This past weekend the gospel in our lectionary for the 33rd Sunday of Ordinary Time, year A, was from Matthew 25: 14-30, The Parable of the Talents. A talent is the value of 75 pounds of gold or silver – a LOT of money! The master went on a journey and entrusted to the first servant were five talents, the second servant - two talents, and the third - one talent, each according to his ability.
The first two doubled what they were entrusted with, while the third saved it and made nothing. The first two were trustworthy, their master was pleased, and he promoted them to more responsibility commenting, “Come, share your master’s joy!”

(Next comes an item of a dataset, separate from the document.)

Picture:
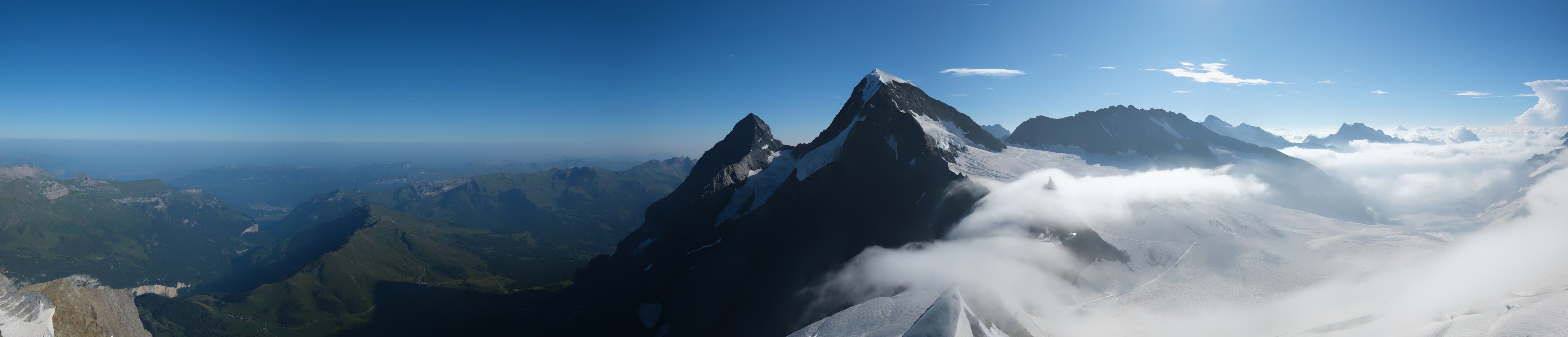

The third did not feel empowered or trusted, but rather feared the master, and so buried the one talent. His poor relationship to the master led to a bad decision made out of fear. At the accounting he says, “I knew you were a demanding person, harvesting where you did not plant and gathering where you did not scatter; so out of fear I went off and buried your talent in the ground.” As a result the master takes away his one talent and gives it to the more fruitful first servant. Then he casts out the third servant into the darkness “where there will be wailing and grinding of teeth.”
The relationship of fear and the poor attitude of the third servant led to bad judgment and disastrous consequences, while the opposite was true of the other two servants. The casting out of the third servant only confirmed what their relationship was – or was not.
Psalm 111:10 says that the beginning of wisdom is fear of the lord. But scripture also says that perfect love casts out fear (1 Jn 4:18). Eventually, one’s relationship with God is meant to grow into one of love, of trustworthiness leading to the fruitful investment of the abilities and talents the lord has given to us. Failure to capitalize on those gifts leads to loss of the gifts, and much more — it is a sober lesson.
Curiously, the Old Testament reading paired with this gospel is from Proverbs 31, the blessings of a really good wife. It is a wonderful list of what a good wife means to her husband, and how he should esteem her — I recommend the entire chapter. She is trustworthy, industrious, diligent, strong, loving, faithful, generous to the poor, virtuous in deed and reputation and praised by her husband. It shows how a marriage relationship can illustrate the parable of the talents when both husband and wife entrust themselves to God and to one another in love and respect.
It is an ideal truly worth striving for; they who accomplish this vision, find true freedom in serving and loving one another. This is freedom in the truest sense: that we were made to serve God and one another. When it works, it truly gives witness to the grace of God bursting into the world.